To let $$x_i, i = 1, ldots, n$$ His $$n$$ i.i.d. Observations of a $$m$$random vector $$x in mathbb {R} ^ m$$ so that $$x$$ has correlation matrix $$Sigma in mathbb {R} ^ {m times m}$$, To let $$R = (r_ {ij}) in mathbb {R} ^ {m times m}$$ let the correlation matrix be off $$left {x_i right } _ {i = 1} ^ n$$ so everyone $$r_ {ij}$$ is a Pearson correlation coefficient, and let the $$l_p$$ Norm of $$R$$ His $$Vert R Vert_p = sum_ {i, j = m} ^ p vert r_ {ij} vert ^ p$$ to the $$0 ,

Consider the case $$p = 1$$, Then $$Vert R Vert_1 ge m$$, Take this for some $$alpha> 0$$that scales $$l_p$$ standard $$m ^ {- alpha} Vert R Vert_1$$ almost certainly or with a likelihood that tends to $$1$$ lies in a compact interval, say, $$(a, b)$$, What can be said about it? $$Pr ( vert m ^ {- alpha} vert R vert_1 – mathbb {E} (m ^ {- alpha} vert R vert_1) vert> t)$$ for a solid $$t> 0$$ when $$m$$ is great (and $$n$$ satisfies a relationship with $$m$$), from where $$mathbb {E}$$ means expectation?

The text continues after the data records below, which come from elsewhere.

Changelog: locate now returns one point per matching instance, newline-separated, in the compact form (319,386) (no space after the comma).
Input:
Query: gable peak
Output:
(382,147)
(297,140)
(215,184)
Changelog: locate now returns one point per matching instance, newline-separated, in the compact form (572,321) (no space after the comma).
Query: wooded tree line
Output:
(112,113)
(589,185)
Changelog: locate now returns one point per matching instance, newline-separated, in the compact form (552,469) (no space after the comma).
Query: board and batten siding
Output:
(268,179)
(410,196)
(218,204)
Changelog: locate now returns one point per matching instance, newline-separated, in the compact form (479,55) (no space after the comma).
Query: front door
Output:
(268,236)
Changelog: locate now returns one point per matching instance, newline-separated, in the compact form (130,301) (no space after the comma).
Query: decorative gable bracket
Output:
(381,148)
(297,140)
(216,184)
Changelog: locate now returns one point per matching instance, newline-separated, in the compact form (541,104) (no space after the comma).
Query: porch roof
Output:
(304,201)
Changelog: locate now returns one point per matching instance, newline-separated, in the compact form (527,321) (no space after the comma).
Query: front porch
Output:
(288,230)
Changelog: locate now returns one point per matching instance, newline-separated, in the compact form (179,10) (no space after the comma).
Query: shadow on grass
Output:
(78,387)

Specialization in Gauss $$x$$:

If $$x$$ followed by a Gaussian distribution, then every entry $$r_ {ij}$$has as Pearson correlation coefficient an explicit boundary distribution and the covariance between $$r_ {ij}$$ and $$r_ {jk}$$ is given by JH Steiger's article here (https://psycnet.apa.org/record/1980-08757-001). These results were also provided by Pearson and Filon (and Steiger's article cited these results). However, the notations of Pearson and Filon are very outdated (compared to modern notations) and difficult to digest.

to study $$m ^ {- alpha} Vert R Vert_1$$ and its concentration properties, and in particular to show the SLLN for $$m ^ {- alpha} Vert R Vert_1$$ We need the covariance between the absolute values ​​of $$r_ {ij}$$ and $$r_ {jk}$$we need $$mathsf {cov} ( vert r_ {ij} vert, vert r_ {jk} vert)$$ This then requires the joint distribution of $$r_ {ij}$$ and $$r_ {jk}$$I'm not able to find an existing formula (and its derivation will be very tedious and cumbersome).

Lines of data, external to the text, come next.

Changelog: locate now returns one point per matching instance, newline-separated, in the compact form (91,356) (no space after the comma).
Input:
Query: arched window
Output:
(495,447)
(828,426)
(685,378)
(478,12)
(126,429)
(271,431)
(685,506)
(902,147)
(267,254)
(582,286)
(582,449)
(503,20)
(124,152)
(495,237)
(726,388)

Specialized questions and experiments:

Does anyone know the common distribution of $$r_ {ij}$$ and $$r_ {jk}$$? Attention: You should not try the common distribution of $$r_ {ij}$$ and $$r_ {jk}$$ using the distribution of $$R$$ when $$x$$ is Gausssch (though in this case $$R$$ has an analytical density that includes its determinant), because it causes more chaos than the direct calculation of covariance using a threefold normal distribution.

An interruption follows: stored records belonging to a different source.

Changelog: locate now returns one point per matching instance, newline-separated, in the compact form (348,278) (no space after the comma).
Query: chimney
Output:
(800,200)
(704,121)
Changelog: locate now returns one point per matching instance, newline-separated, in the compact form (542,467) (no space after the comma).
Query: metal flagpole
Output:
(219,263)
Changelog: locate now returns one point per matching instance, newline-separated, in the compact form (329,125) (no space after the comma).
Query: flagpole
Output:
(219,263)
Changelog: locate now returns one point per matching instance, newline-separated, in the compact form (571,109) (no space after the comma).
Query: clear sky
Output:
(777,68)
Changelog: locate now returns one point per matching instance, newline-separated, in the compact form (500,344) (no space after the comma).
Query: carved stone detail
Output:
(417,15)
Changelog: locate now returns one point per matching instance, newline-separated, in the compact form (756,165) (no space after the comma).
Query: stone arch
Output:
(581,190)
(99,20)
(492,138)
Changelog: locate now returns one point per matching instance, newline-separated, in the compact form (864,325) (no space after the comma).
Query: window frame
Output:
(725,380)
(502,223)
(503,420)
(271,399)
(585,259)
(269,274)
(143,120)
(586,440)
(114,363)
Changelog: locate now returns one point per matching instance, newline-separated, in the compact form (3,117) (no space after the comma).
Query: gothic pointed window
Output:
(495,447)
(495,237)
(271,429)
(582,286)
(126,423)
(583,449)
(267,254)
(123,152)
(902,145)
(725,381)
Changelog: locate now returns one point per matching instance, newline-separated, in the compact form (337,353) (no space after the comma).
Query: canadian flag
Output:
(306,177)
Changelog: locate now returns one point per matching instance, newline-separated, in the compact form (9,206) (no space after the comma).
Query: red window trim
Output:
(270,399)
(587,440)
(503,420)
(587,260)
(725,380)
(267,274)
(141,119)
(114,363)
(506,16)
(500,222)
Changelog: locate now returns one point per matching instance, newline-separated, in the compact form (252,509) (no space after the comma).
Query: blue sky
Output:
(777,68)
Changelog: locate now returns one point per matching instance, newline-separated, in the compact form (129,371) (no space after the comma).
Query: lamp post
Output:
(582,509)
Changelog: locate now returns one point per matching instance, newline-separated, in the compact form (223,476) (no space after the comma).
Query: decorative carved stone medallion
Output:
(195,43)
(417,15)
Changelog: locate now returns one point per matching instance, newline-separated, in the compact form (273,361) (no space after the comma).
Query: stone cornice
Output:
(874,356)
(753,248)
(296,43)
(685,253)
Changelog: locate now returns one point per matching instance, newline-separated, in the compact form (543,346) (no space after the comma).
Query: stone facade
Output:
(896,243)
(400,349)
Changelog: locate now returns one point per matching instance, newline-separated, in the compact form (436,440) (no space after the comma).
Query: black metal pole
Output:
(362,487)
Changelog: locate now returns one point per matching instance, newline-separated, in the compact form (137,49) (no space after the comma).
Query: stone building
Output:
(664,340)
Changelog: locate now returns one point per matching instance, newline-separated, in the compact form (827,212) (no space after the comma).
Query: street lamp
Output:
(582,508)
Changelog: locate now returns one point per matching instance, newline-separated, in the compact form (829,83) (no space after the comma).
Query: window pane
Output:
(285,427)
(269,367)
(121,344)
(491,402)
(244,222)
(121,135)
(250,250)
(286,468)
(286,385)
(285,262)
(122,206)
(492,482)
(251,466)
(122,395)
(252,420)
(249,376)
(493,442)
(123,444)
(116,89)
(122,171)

## Probability Distributions – Bound to the central moments of a \$ chi ^ 2_d \$ r.v.

To let $$d geq 1$$, and $$X$$ be a chi square r.v. With $$d$$ Degrees of freedom. For an integer $$k geq 1$$I would like to get a bond on the $$k$$-th central moment of $$X$$i.e.
$$mathbb {E} ((X-d) ^ k) leq C cdot (k!) ^ k tag {1}$$
for an absolute constant $$C> 0$$, I think I can prove it by combining properties of sub-exponential r.v.s with $$C = 1/4$$, Is there a more direct proof?

(Maybe I've made a mistake, in this case, the best bond that can be achieved in (1).) Also, I would still be glad if $$C$$ is replaced by $$C ^ k$$if the proof is simple.)